The idea of how to move forward with foreign policy is deeply embedded in the questions of what the United States government sees at its overt and hidden goals for U.S. foreign policy. If the goal of selling weapons and profits for the defense contractors remains a high priority, any progress made will be minimal, short term, and haphazard. What is required is change in U.S. foreign policy, and the goals of the US government for our involvement in the global community. I will suggest two principles which could inform U.S. foreign policy, and question how they would align with goals that Biden and Harris have indicated they share.

1- Peace: Can the United States move our policies away from pre-emptive unilateral military actions that have characterized the last decades? If we decide on a strategy of multilateral action that is designed to actually stabilize the Middle East, Africa, and other areas of ongoing conflict, we could choose to make a decision to work as a responsible actor in the international community. This would go against the financial interests and personal connections of many of the Biden administration.

2- Justice: Can the United States move our policies away from destroying infrastructure, economies, and nations, at the expense of so-called human rights? The idea that the United States could commit to human rights is actually a major break with our recent actions. Obama’s pattern of extrajudicial killings, and Trump’s assassination of Soleimani all show that the U.S. is ready and willing to act as a terrorist state.  The economic terrorism that has characterized Trump’s relationship with Iran only heightens this. The United States could actually decide to follow a path where we renounce our pattern of international terrorism that has been our foreign policy for so many decades.
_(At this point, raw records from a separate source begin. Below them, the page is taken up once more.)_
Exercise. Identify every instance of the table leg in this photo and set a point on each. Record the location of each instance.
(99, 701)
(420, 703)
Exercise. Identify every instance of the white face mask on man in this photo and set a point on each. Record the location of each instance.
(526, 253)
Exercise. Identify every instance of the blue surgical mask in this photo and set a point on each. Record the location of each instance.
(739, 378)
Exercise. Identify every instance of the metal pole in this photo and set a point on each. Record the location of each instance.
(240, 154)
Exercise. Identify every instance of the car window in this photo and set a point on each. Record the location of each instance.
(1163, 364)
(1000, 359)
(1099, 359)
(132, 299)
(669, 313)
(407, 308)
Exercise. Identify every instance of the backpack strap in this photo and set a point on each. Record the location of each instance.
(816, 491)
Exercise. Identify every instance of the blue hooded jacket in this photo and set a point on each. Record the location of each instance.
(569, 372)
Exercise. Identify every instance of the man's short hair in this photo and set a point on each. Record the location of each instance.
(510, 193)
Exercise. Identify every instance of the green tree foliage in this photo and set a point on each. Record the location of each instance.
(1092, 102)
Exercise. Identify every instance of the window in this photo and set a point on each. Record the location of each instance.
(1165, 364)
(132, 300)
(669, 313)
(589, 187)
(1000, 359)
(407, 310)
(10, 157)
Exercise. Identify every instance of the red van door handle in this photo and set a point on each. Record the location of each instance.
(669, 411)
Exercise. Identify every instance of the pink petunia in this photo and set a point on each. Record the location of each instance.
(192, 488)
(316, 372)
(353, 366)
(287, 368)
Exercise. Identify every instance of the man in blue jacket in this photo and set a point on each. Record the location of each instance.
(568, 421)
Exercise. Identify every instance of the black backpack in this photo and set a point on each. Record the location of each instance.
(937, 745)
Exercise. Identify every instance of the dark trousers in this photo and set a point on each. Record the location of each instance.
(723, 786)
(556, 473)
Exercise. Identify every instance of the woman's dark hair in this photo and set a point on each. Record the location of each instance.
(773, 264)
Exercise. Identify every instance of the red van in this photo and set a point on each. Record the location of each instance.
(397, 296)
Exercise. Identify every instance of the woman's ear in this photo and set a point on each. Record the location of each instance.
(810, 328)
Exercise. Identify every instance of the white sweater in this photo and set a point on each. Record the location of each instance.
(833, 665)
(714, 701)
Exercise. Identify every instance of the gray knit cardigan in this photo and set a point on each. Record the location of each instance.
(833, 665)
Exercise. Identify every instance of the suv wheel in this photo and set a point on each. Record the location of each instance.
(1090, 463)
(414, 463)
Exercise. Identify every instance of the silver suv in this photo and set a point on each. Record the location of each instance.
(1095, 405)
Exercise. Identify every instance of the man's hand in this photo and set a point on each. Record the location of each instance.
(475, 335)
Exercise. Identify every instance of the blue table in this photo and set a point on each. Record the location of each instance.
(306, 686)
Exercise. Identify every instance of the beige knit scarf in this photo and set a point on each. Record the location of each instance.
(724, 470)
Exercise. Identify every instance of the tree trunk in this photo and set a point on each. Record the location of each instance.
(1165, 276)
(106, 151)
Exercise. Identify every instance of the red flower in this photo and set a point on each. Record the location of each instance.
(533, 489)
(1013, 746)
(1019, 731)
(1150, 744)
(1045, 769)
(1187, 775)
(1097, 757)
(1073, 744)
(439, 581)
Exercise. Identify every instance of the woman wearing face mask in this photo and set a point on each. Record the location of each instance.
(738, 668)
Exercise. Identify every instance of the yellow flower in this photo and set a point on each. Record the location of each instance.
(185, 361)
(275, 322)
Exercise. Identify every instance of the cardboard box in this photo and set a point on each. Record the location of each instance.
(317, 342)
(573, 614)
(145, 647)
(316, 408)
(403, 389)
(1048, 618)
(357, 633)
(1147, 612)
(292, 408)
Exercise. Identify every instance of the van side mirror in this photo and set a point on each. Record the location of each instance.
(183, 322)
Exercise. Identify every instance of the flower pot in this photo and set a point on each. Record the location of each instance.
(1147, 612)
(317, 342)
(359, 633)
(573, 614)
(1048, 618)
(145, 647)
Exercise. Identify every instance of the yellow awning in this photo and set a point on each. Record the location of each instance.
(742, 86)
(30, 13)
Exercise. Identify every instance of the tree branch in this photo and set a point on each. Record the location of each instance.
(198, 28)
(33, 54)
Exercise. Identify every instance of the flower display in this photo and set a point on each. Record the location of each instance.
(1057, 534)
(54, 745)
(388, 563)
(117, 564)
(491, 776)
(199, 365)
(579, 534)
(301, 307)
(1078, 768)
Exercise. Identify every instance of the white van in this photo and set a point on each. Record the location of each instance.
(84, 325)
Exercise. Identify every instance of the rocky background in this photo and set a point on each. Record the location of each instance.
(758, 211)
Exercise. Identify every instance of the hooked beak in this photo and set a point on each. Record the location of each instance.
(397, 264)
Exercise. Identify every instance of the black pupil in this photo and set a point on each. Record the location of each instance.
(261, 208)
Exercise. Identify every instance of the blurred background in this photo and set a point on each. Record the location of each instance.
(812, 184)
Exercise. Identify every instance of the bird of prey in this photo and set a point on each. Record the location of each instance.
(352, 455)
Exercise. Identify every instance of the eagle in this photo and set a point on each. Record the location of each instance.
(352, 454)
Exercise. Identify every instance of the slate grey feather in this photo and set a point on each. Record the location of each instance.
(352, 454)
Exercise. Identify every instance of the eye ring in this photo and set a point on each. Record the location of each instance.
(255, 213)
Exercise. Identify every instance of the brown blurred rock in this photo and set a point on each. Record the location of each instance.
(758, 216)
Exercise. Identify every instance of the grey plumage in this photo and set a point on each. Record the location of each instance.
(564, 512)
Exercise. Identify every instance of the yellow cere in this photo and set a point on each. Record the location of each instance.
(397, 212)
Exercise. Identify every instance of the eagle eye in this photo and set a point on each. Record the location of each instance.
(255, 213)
Limiting presidential power

The idea that the government can wage war without the consent of its citizens is a problem.  But the idea that a president can singlehandedly use the U.S. military to wage wars based on personal whims is outrageous.  And that is exactly what Obama did with his drone strikes, and Trump did with his executive actions that withdrew us from treaties, and sabotaged foreign economies such as Iran. Our presidents’ decision to engage in war unilaterally, without Congressional approval has gotten us to where we are today. 

Going forward in peace

Many of us have hopes that the Biden administration will be an improvement over Trump. One thing the Biden/Harris administration could decide to do is radical and corrective: we could limit presidential power, after unilaterally making an effort to clean up the terrorism of the recent years. Whether they will do this when they have close ties to the weapons industry, and a vested interest in continuing proxy wars, bombings, drone strikes, and the pattern of destabilizing international affairs?  It seems unlikely right now.